Yo había conseguido dominar mi soledad con una vida pasablemente aceptable, apacible, protegida y organizada. Sencillamente me entregaba a esperar sin temor ni necesidades, seguro de tener todo bien dispuesto para cuando me abandonara totalmente la mente o llegara el final. Y de pronto me encontré con una antigua amante a la que en otro tiempo llamé Natillas, y con un hijo que había recuperado el móvil y ya parecía estar mensajeando a diestro y siniestro que había encontrado a su papá Galleta.

Mientras él seguía con su juguetito, Natillas y yo nos apartamos, moviéndonos un poco hacia el río. La ayudé a rebasar una pequeña giba del terreno, con andador incluido. No hablamos hasta encontrar un resquicio desde el que podíamos ver el agua correr, entrecortada a través de las plantas. Entonces, Natillas me cogió de la mano y musitó: No me recuerdas, ¿verdad? Le aseguré que de algo sí me acordaba, pero enseguida rectifiqué y le dije la verdad: No la recuerdo, señora, pero percibo algo de usted… Es posible que sus palabras me hayan hecho creer en un recuerdo, o tal vez sí nos conocimos y algo pasó entre nosotros una vez, añadí. Era la pura verdad, eso fue lo único que conseguí sacarle a mi cabeza. No estaba seguro del pasado. De un tiempo a esta parte me sucedía a menudo.

Seguimos mirándonos fijamente con una especie de íntima simpatía.

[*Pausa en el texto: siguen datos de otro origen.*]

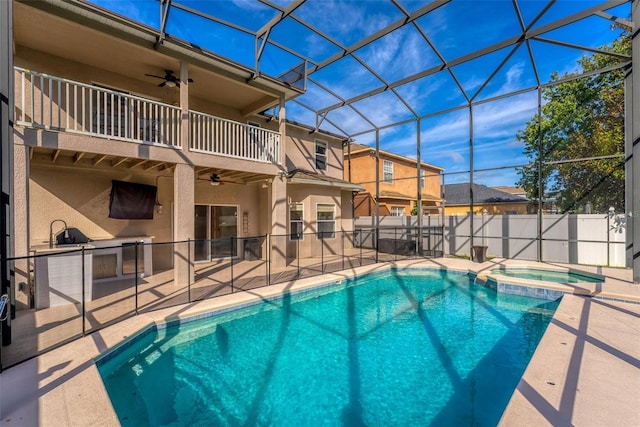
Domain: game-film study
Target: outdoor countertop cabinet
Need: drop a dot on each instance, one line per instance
(58, 270)
(58, 277)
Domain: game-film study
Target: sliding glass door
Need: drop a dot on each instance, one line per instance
(215, 230)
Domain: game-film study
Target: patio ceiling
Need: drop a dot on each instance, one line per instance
(389, 66)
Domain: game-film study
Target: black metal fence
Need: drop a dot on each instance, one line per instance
(68, 292)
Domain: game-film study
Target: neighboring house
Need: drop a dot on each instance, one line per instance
(398, 182)
(496, 202)
(126, 137)
(516, 191)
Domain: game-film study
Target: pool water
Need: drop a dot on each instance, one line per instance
(418, 347)
(547, 275)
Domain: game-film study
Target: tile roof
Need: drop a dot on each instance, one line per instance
(458, 194)
(301, 176)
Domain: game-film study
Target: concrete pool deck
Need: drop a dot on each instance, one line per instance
(585, 371)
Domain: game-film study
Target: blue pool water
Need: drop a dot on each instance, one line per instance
(419, 347)
(547, 275)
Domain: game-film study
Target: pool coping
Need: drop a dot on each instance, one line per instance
(64, 387)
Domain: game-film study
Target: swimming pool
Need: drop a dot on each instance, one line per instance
(396, 348)
(547, 275)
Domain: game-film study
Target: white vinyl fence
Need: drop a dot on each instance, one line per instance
(578, 239)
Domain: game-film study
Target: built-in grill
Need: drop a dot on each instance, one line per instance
(71, 236)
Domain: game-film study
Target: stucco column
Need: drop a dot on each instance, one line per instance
(6, 158)
(184, 194)
(21, 227)
(278, 199)
(183, 222)
(632, 149)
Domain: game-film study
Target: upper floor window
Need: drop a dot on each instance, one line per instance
(321, 155)
(387, 171)
(326, 220)
(397, 211)
(296, 221)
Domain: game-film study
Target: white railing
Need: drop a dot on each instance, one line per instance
(53, 103)
(213, 135)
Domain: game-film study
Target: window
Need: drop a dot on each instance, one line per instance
(321, 155)
(397, 211)
(325, 216)
(387, 171)
(296, 222)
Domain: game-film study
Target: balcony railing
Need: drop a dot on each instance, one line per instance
(213, 135)
(54, 103)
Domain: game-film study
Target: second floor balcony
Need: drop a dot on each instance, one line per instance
(54, 103)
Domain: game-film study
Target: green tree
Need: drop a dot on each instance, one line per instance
(581, 118)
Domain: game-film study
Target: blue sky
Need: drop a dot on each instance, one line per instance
(455, 29)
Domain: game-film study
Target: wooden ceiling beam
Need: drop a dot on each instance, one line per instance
(99, 159)
(78, 157)
(117, 163)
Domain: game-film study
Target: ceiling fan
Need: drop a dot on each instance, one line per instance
(170, 79)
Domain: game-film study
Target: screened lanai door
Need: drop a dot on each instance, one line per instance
(216, 228)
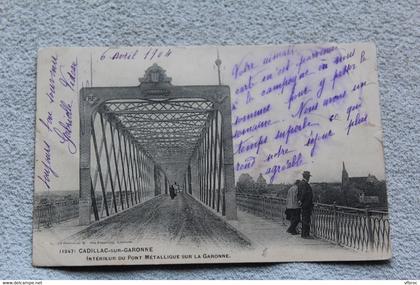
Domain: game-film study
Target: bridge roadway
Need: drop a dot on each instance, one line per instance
(185, 222)
(179, 222)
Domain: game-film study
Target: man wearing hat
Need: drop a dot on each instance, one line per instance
(305, 197)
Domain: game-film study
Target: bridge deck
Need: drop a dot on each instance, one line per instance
(185, 222)
(266, 233)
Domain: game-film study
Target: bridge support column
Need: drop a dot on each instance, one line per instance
(229, 193)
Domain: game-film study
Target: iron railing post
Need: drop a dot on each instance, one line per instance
(369, 230)
(336, 226)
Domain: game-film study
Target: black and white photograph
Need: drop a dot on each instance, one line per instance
(209, 154)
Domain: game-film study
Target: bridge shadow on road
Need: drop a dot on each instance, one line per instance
(182, 221)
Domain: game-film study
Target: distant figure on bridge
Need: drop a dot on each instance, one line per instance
(293, 208)
(305, 197)
(172, 191)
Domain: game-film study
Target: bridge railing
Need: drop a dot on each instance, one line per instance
(360, 229)
(268, 207)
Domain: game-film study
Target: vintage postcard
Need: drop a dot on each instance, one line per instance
(209, 154)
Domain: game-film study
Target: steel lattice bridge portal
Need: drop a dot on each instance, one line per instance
(136, 141)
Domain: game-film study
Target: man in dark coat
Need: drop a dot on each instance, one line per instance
(305, 197)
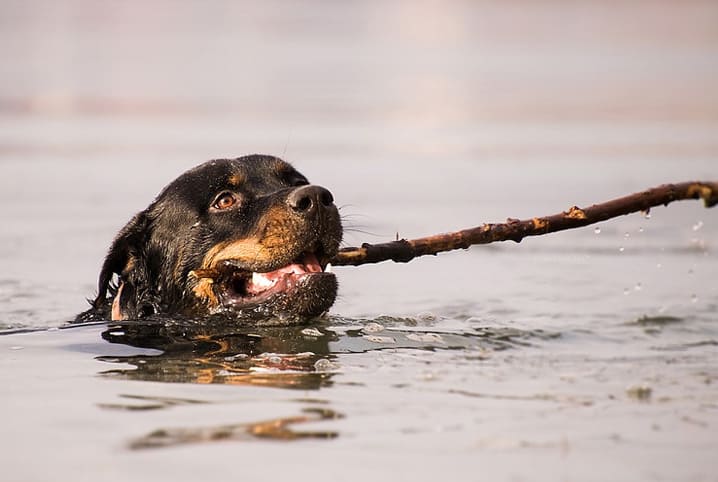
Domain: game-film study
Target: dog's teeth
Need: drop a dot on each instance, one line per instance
(261, 281)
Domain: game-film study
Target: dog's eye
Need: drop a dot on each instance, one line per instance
(225, 201)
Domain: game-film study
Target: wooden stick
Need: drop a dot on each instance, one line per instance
(403, 250)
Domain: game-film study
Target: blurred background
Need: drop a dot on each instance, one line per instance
(421, 116)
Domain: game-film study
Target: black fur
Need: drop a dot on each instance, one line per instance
(153, 262)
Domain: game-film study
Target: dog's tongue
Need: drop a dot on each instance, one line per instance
(263, 281)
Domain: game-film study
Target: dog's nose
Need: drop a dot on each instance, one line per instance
(307, 199)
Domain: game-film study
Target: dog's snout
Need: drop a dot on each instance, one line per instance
(307, 199)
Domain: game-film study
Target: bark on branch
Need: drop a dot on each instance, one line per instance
(404, 250)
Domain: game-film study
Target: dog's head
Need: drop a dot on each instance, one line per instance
(245, 238)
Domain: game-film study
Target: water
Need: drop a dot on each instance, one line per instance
(575, 355)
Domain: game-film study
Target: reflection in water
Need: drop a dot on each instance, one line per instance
(195, 352)
(276, 429)
(300, 357)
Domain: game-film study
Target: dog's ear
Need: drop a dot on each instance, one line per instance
(125, 255)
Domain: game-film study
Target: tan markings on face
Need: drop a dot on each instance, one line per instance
(277, 239)
(236, 179)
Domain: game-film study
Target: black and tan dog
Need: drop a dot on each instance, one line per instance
(246, 239)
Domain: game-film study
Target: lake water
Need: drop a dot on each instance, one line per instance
(583, 355)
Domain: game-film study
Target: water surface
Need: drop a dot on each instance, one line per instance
(582, 355)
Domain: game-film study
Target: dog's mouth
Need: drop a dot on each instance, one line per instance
(257, 286)
(303, 288)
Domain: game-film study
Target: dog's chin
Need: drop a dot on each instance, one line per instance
(277, 298)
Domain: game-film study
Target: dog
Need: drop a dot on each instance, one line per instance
(247, 239)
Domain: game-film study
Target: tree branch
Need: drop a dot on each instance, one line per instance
(403, 250)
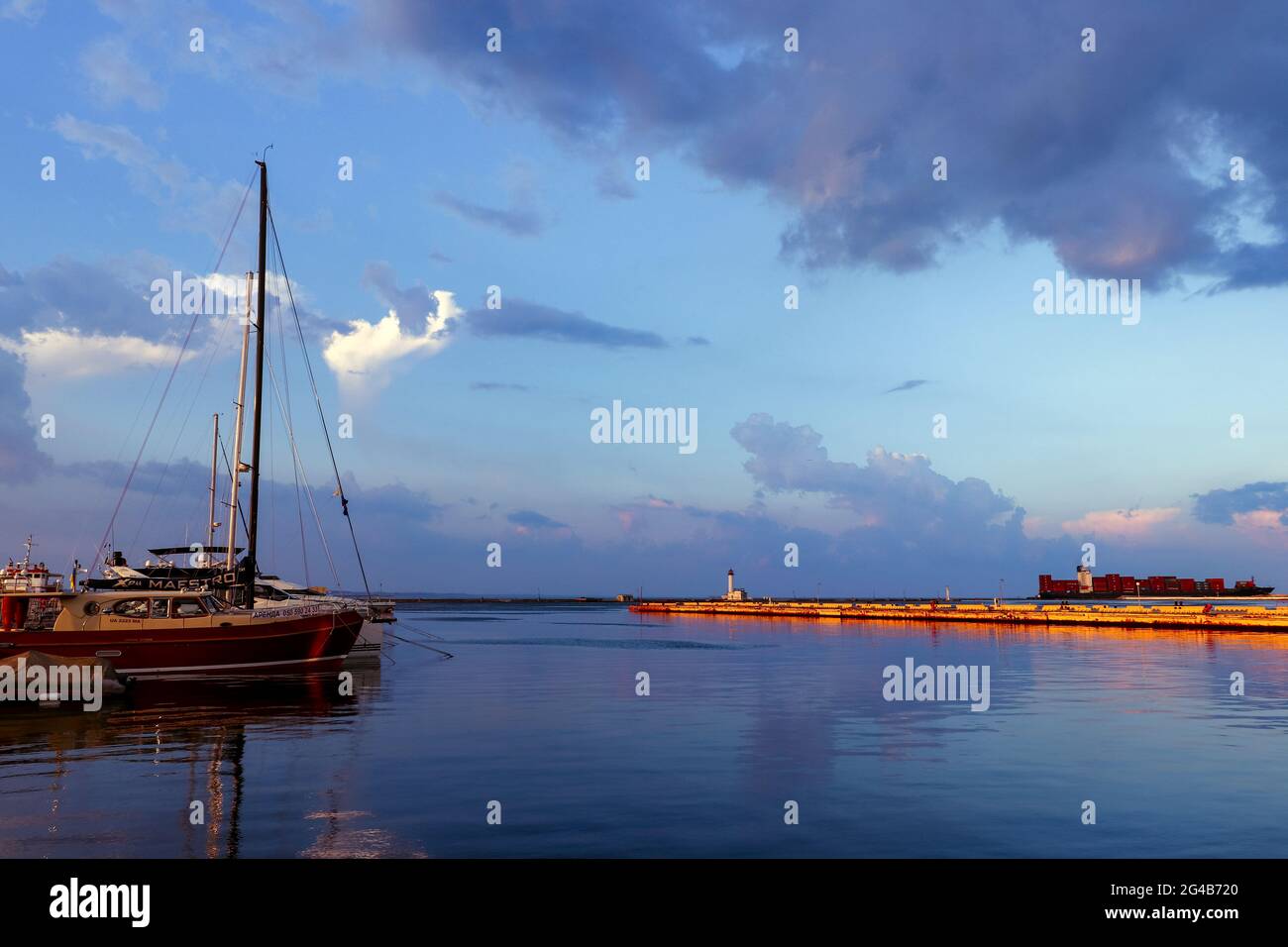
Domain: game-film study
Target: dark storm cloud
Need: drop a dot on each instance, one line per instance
(412, 303)
(535, 521)
(515, 222)
(892, 491)
(497, 386)
(1117, 158)
(67, 292)
(519, 318)
(907, 385)
(20, 458)
(1220, 505)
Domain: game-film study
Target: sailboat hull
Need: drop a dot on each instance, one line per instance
(310, 642)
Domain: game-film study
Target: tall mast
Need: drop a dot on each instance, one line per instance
(239, 468)
(214, 486)
(253, 527)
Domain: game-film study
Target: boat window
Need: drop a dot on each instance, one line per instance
(130, 608)
(188, 608)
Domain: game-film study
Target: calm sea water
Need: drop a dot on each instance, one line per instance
(539, 711)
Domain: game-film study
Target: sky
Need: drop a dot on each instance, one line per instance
(816, 228)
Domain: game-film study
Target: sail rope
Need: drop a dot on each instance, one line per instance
(299, 464)
(317, 399)
(165, 390)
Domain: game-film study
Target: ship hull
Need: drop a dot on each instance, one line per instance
(1253, 591)
(318, 642)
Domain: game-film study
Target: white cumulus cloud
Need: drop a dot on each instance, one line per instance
(364, 356)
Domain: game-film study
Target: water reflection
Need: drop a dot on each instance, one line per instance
(540, 709)
(197, 727)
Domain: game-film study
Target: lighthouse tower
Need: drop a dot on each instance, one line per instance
(734, 594)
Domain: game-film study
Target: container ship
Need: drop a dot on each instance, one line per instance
(1113, 585)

Ella tomó mi mano y comenzó a acariciarme de una forma muy especial, recorriendo mis dedos uno a uno con los suyos, deslizándose entre ellos, mientras me regalaba con la sonrisa de sus ojos pequeñitos y marchitos un vestigio apenas reconocible de ternura o compasión, no sabría decirlo. ¿No es lo mismo a veces lo uno y lo otro?

En ese preciso instante la recordé. Un trozo de mi existencia se desgajó del olvido y regresó como un relámpago. Los largos paseos en bicicleta, el chiste que se hizo una forma de nombrar el cariño, Natillas y Galleta, los meses frente al mar, solos, aislados, los cuerpos y el sudor y el amor, tantas veces, que hubiera sido imposible no tener un hijo. ¡Ay!, Hermíone, has recobrado la vida como un cuento de invierno, pensé.